Let’s face it, negative experiences are part and parcel of life, for us and our kids. Psychologists view distress tolerance as a sort of emotional first aid. Just like optimism, some people are naturally better equipped with a higher distress tolerance thanks to their temperament. But for those who find themselves easily bowled over by life’s curveballs, the goal is to boost that tolerance, to learn to go with the flow. Here are some tried-and-true strategies to do just that:
When we’re upset, our bodies go into high alert mode, our blood pressure skyrockets, our hearts race, and our muscles tense up. This fight-flight-freeze response is fantastic in an actual emergency but not so much in everyday situations.

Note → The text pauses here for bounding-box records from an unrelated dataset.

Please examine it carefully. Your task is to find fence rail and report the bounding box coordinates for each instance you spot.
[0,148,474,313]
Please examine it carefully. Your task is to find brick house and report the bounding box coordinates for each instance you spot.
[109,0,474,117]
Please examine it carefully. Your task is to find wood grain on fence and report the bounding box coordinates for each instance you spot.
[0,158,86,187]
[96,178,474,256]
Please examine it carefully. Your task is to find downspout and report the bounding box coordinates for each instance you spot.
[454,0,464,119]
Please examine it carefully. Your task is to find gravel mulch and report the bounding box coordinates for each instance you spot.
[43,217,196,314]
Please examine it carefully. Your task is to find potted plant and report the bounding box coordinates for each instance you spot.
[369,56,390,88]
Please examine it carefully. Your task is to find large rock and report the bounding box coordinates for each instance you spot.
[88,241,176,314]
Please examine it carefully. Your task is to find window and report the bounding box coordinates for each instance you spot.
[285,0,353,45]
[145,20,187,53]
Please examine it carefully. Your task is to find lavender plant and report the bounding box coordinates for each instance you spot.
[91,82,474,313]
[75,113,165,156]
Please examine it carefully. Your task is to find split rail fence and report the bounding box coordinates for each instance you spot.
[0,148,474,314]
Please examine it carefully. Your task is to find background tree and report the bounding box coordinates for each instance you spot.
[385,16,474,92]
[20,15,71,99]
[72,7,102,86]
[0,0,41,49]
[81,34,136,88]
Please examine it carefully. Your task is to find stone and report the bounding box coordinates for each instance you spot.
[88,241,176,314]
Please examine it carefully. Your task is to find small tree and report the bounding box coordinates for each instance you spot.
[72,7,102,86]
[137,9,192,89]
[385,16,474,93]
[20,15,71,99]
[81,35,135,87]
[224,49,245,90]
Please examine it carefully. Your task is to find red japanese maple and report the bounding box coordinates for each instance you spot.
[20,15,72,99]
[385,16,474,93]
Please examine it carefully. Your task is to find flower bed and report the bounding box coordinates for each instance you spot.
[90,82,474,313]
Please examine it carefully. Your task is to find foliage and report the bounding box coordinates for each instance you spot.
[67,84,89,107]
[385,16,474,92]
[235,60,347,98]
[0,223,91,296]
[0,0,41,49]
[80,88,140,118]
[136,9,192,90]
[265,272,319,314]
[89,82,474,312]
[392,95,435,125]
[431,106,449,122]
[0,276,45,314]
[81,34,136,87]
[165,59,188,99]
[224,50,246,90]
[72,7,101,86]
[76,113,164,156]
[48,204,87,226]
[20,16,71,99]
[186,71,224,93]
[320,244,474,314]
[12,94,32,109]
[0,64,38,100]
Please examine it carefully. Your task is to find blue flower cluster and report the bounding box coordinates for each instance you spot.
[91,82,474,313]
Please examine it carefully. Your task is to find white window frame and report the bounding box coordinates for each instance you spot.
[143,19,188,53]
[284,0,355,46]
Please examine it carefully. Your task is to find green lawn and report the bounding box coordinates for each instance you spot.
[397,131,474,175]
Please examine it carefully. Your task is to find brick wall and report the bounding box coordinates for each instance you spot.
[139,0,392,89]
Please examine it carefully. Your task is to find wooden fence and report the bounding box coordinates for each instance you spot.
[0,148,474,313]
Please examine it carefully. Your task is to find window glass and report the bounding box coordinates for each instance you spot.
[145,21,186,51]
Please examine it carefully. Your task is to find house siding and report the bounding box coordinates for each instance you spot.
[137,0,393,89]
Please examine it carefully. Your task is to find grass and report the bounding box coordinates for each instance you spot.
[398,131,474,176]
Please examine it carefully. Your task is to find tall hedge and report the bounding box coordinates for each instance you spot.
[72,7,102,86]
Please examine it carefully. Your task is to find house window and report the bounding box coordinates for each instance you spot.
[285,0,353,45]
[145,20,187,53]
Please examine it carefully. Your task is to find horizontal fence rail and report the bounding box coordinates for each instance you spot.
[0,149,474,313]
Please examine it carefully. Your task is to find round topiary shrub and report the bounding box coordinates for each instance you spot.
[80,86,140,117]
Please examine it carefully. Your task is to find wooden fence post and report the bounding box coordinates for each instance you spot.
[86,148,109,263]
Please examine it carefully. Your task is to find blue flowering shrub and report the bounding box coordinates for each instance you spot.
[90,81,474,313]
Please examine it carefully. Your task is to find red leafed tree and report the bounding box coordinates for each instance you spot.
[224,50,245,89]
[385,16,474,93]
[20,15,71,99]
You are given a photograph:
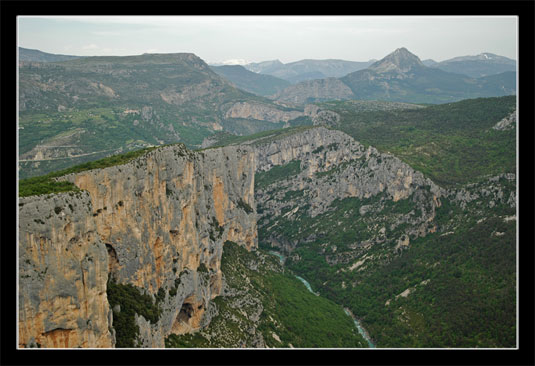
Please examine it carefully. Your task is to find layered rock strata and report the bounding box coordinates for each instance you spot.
[19,145,257,347]
[247,127,445,251]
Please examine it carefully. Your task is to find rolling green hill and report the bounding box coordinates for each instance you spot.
[319,96,516,186]
[19,54,310,178]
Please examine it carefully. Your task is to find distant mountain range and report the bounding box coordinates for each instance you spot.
[244,60,373,83]
[276,48,516,104]
[427,52,516,78]
[19,47,83,62]
[18,53,310,178]
[210,65,291,96]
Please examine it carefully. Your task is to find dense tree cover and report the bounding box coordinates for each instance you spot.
[19,147,156,197]
[272,192,516,348]
[318,96,516,186]
[166,242,367,348]
[106,280,164,348]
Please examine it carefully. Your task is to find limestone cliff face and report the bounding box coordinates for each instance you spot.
[249,127,445,251]
[275,78,354,104]
[20,145,257,347]
[19,192,115,348]
[225,102,304,123]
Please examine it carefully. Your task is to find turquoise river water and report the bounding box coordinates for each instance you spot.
[269,250,375,348]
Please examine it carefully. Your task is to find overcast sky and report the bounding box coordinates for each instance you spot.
[18,16,517,63]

One of the best ways to tell your brain to cool its jets is by practicing deep-breathing exercises. In fact, studies have shown that soldiers suffering from anxiety after combat experienced significant relief after just a week of intensive breathing exercises. Another tool in this toolkit is guided imagery, which is basically just a fancy term for daydreaming about your happy place. For my son, there’s no place like the San Diego Zoo. Just the mere thought of his favorite exhibit can make his worries melt away.
Embrace Radical Acceptance. This term, coined by psychologist Marsha Linehan, is rooted in Buddhist principles of accepting and being mindful of life as it unfolds around us. It encourages us to take life as it comes, not as we wish it would be. Now, this isn’t a walk in the park by any means. Remember, accepting something doesn’t mean you’re giving it the thumbs up. Life can be downright unfair, and we’re not saying you or your kids should give injustices a pass. But to cope and respond effectively, we’ve got to see things as they really are, not as we want them to be.
Self-compassion is your best friend when it comes to building distress tolerance. Research has linked a lack of self-compassion to increased levels of inflammation, a physical response to stress. Since inflammation can lead to all sorts of health issues, from hay fever and gum disease to even cancer and Alzheimer’s, being kind to yourself isn’t just good for your mental health—it’s good for your physical health too. The trick is to catch those self-critical thoughts when they pop up and challenge them.
At the end of the day, bad things are still going to happen, no matter how hard we try to prevent them. But with these tools in our arsenal, we’re better equipped to pick ourselves up, dust ourselves off, and keep on moving forward.